In an earlier episode I said:

On the subject of getting published, I had a letter waiting for me when I got home last night. It was a slip from a large paying magazine, rejecting a story. The note was brief and said (in only slightly friendlier language) “We rejected you story either because it was stale, sloppy, or (most likely) it just plain sucked. Or there might have been another reason.” Obviously in my case it couldn’t possibly have been any of the three stated cases – I suspect it was just too long for a first-timer.

Yeah, too long, that’s the ticket.

Well, maybe it was too long, but I’ve been going back over it and it was also sloppy. Before I submitted it I read over the thing God-only-knows how many times, and then tonight I decided to go and tighten it up a bit before submitting it to the next place, and what did I find? Errors. Phrases repeated three paragraphs later, ambiguous pronouns, even a friggin’ spelling error. Advice to writers: Do not edit a piece and then submit it. Edit it, wait a week at least, read it over carefully, then submit it. Right after you edit, you already know what each paragraph says, so you don’t read it as carefully as you should. You need time to forget what you wrote.

I do, at least. Dang, that was embarrassing. The editor of that magazine is also an agent; I decided to give her time to forget about me before I send her a query.

Edited to add: It seems I had broken my spelling checker. Running experimental software may ultimately be the cause, but until I rebooted I had to check with British English – my American spelling list would accept anything. I try not to depend on those things anyway, but sure enough, I should have sat on my new super-short synopsis a bit longer before sending it out. (Sent before I discovered the errors in Old Town or I might have been more cautious.) We’ll see what happens.

The lesson is patience. I’ve been working on the novel for years now, and I couldn’t wait one more damn day to send off the queries. Part of it is that I set a goal for the day: hit up agents. I let little things stop me sometimes, so yesterday I was determined not to let that happen. I should have. The mistake was in setting up the expectation that I could produce the exact materials that each query required in a single sitting. (I now have 3, 5, and 20-page synopses, and the next agent will want a different size. More on that next episode.) I was going to send out a pair of queries today, but I’ll wait until my even newer 5-page synopsis has time to mellow.

14 thoughts on “Sloppy!

  1. oops! Do you have your own personal ‘pre-sendout’ proofreader? Is that a done thing? Is that a wise thing? How is a duck?

  2. I do have people who read many of my things before I send them, but this was a case where I’d run it by some people, then went back and made a few last-minute changes.
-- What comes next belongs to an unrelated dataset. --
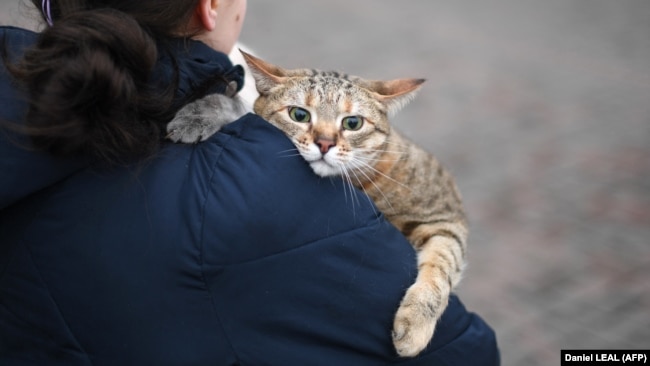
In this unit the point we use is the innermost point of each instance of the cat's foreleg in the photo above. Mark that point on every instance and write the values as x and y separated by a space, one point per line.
199 120
440 266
It was in the areas I had moved things around that the problems cropped up. I just needed to step back and let the thing sit for a few days. The lead time at these magazines is months – what’s the hurry?

  3. A week is okay for typos & stuff, but six months is better for the deep structure of the piece

    some of my 10 year old sutff can be a revelation, did I really write that? me? Its not bad at all!

  4. There’s a reason I have a link to Scary Squirrel World on my site.

    A six-month waiting period would be nice, but by then I will have forgotten that I wrote the story at all.

  5. I have heard a rumor that comment 5000 was mine! I take claim to the stakes, even though I am in France with some serious snowboarding injuries I am ready to claim what is mine! But not till Sunday when I am home, and have a chance to recover and convalesce. I should have some good ideas for stories by then…

  6. As I said before, had you been paying attention *ahem*, you and Bob get to duke it out for who gets which prize. Though if nothing happens soon I will go ahead with Bob’s story setup. It’s certainly more practical for me to buy you a beer.

  7. Where is this “Bob” character? He’s that tree killer, yeah? Some highland games to decide the winner?

  8. Hi pL,

    Given your pinky fracture, I’m not sure the highland games would be a fair competition. Along those lines, given your comment deficit disorder, you might considered getting a Cat Scan, too.

    The simplest thing would be to cheerfully accept the beer from Jer and collaborate on the rebuttal, er, resolution of my story set up.

    On the off chance that you don’t want to do things the easy way, perhaps you could write a set up and Jer could run a poll to see which one he should finish off.

  9. He’s probably changing careers again (it is spring, after all).

    Hey Bob, whay do you know of inelastic supply problems for your stove’s fuel pellets? My Dad says there’s a pellet shortage in Durango. Everybody bought into the “pellets are cheaper than natural gas or wood” subterfuge, only to discover natural gas and wood are still more plentiful. Dad says every time the lil’ old Ford half ton rumbles into town from Spokane with the month’s supply of pellets, it gets cleaned out immediately. Sounds like Hearthstone has masterfully executed on the Gillette strategy of “give away the razor, sell the blades dearly.”